Cluster Topology and Job Placement
How cluster topology affects parallel job performance and scheduling.
Why Topology Matters
Parallel jobs communicate between processes. The physical location of those processes affects communication speed:
- Same core (SMT/hyperthreading): Shared L1/L2 cache - fastest
- Same socket: Shared L3 cache - very fast
- Same node, different sockets: Memory bus (NUMA) - fast
- Same switch: Single network hop - moderate
- Different switches: Multiple network hops - slower
For communication-intensive parallel jobs, keeping processes close together can significantly improve performance.
Node Topology
Each compute node has internal topology:
Sockets and Cores
Most nodes have 2 CPU sockets, each with multiple cores. Cores on the same socket share L3 cache and have faster memory access to local NUMA memory.
Node
├── Socket 0 (NUMA node 0)
│ ├── Core 0, Core 1, ... Core N
│ └── Local Memory
└── Socket 1 (NUMA node 1)
├── Core 0, Core 1, ... Core N
└── Local Memory
View node topology
On a compute node, use lscpu or numactl:
# View CPU topology lscpu | grep -E "Socket|Core|Thread|NUMA" # View NUMA topology numactl --hardware
NUMA Effects
Non-Uniform Memory Access (NUMA) means memory access speed depends on which socket owns the memory. Accessing remote memory (memory attached to the other socket) is slower.
For memory-intensive applications, keeping processes and their memory on the same NUMA node improves performance.
Network Topology
Nodes are connected through a hierarchical network:
Core Switch ├── Leaf Switch 1 │ ├── Node 001 │ ├── Node 002 │ └── ... ├── Leaf Switch 2 │ ├── Node 033 │ ├── Node 034 │ └── ... └── ...
Communication between nodes on the same leaf switch is faster than communication across switches.
Slurm Topology-Aware Scheduling
Slurm can consider topology when placing jobs.

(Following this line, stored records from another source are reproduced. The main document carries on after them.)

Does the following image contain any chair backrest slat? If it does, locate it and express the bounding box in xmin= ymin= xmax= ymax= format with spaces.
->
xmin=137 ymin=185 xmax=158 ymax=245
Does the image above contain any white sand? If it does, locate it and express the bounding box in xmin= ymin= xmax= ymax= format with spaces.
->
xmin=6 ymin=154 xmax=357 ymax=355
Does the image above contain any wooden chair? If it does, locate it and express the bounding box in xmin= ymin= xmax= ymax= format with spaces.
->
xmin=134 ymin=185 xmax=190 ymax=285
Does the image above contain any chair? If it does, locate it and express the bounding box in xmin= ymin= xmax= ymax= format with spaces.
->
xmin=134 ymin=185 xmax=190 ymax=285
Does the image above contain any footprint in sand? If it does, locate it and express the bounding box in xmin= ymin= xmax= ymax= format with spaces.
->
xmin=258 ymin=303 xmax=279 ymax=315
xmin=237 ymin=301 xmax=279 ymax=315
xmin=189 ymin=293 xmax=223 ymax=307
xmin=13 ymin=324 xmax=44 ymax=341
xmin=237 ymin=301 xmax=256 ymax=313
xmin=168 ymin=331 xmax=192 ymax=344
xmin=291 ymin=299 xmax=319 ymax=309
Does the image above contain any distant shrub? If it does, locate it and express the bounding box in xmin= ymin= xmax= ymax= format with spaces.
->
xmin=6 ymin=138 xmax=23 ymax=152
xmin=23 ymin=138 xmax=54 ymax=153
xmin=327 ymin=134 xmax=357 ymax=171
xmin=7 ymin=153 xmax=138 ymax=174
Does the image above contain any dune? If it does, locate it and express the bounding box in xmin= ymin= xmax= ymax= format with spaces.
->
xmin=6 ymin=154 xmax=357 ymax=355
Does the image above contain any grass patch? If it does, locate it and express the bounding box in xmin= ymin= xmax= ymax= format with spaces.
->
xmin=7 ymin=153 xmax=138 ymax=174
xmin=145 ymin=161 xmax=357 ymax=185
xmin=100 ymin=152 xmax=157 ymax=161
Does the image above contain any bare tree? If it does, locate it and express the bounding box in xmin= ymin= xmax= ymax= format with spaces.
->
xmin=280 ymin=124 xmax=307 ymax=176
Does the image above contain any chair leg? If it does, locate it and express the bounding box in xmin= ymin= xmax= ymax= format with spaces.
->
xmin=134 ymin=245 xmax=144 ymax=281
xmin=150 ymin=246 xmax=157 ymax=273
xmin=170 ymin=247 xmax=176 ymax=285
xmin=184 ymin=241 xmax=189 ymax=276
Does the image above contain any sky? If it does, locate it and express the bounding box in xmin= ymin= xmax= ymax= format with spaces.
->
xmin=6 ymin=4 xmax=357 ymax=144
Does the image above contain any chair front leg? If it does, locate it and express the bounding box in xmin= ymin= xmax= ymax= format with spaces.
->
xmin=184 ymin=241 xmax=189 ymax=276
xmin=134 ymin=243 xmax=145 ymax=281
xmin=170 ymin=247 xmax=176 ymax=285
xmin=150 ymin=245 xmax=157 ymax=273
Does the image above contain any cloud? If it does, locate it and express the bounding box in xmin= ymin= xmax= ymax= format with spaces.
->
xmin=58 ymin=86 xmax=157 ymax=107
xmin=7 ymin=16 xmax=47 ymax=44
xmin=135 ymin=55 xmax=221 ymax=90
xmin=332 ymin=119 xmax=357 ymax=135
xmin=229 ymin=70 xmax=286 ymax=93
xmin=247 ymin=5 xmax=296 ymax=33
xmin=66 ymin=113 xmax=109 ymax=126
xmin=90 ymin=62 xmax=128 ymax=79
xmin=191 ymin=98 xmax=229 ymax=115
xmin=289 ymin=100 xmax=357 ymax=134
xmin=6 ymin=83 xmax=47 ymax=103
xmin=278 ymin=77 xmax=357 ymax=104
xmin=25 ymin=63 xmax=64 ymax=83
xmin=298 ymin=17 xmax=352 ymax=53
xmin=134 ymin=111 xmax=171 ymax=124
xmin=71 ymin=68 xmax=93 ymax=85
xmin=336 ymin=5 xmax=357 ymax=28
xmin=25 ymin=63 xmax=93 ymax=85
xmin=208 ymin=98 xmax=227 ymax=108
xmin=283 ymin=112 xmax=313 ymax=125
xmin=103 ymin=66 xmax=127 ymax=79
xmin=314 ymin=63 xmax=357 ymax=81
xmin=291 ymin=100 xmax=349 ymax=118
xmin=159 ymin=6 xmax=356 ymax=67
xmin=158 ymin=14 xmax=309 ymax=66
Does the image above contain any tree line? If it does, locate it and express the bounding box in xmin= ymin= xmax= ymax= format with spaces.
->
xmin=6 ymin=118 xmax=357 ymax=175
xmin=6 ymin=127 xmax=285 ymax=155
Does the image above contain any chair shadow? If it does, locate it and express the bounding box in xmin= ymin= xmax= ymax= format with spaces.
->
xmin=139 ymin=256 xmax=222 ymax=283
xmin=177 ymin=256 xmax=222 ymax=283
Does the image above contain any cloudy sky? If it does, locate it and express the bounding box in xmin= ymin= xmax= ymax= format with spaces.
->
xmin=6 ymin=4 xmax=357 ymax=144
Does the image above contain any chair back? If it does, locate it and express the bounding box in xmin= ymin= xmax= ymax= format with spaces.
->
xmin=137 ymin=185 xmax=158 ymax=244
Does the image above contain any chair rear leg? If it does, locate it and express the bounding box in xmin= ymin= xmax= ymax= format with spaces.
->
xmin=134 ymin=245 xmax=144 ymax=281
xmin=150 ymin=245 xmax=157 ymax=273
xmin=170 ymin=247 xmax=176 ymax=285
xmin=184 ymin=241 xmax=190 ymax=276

The scheduler attempts to place multi-node jobs on nodes that are close together in the network.
Request contiguous nodes
Use --contiguous to request nodes that are next to each other:
#SBATCH --nodes=4 #SBATCH --contiguous
Note: This may increase queue wait time if contiguous nodes aren't available.
Request nodes on same switch
Use --switches to limit the number of network switches:
#SBATCH --nodes=8 #SBATCH --switches=1 # All nodes on same switch
You can add a timeout to fall back if the request can't be satisfied:
#SBATCH --switches=1@00:30:00 # Wait up to 30 min for single switch
If Slurm can't place all nodes on one switch within 30 minutes, it will relax the constraint.
Task and Core Binding
Control how tasks are distributed across sockets and cores:
Tasks per node and socket
#SBATCH --nodes=2 #SBATCH --ntasks-per-node=4 #SBATCH --ntasks-per-socket=2 # Spread across both sockets
CPU binding with srun
Use srun options to control binding:
# Bind each task to a specific core srun --cpu-bind=cores ./my_mpi_program # Bind each task to a socket srun --cpu-bind=sockets ./my_mpi_program # Bind to NUMA nodes srun --cpu-bind=ldoms ./my_mpi_program
View current binding
Check how tasks are bound:
srun --cpu-bind=verbose ./my_program
Memory Binding
Control memory allocation policy for NUMA systems:
# Allocate memory on local NUMA node only srun --mem-bind=local ./my_program # Prefer local, but allow remote if needed srun --mem-bind=prefer ./my_program
Distribution Patterns
The --distribution option controls how tasks are distributed:
| Pattern | Description | Best For |
|---|---|---|
| block | Fill each node before moving to next | Jobs with heavy intra-node communication |
| cyclic | Round-robin across nodes | Load balancing, memory distribution |
| block:block | Block across nodes, block across sockets | Default, good general choice |
| block:cyclic | Block across nodes, round-robin across sockets | Spread memory load within nodes |
| cyclic:cyclic | Round-robin across nodes and sockets | Maximum distribution |
Example: Block distribution
#!/bin/bash #SBATCH --nodes=2 #SBATCH --ntasks=8 #SBATCH --distribution=block srun ./my_mpi_program
Result: Tasks 0-3 on node 1, tasks 4-7 on node 2.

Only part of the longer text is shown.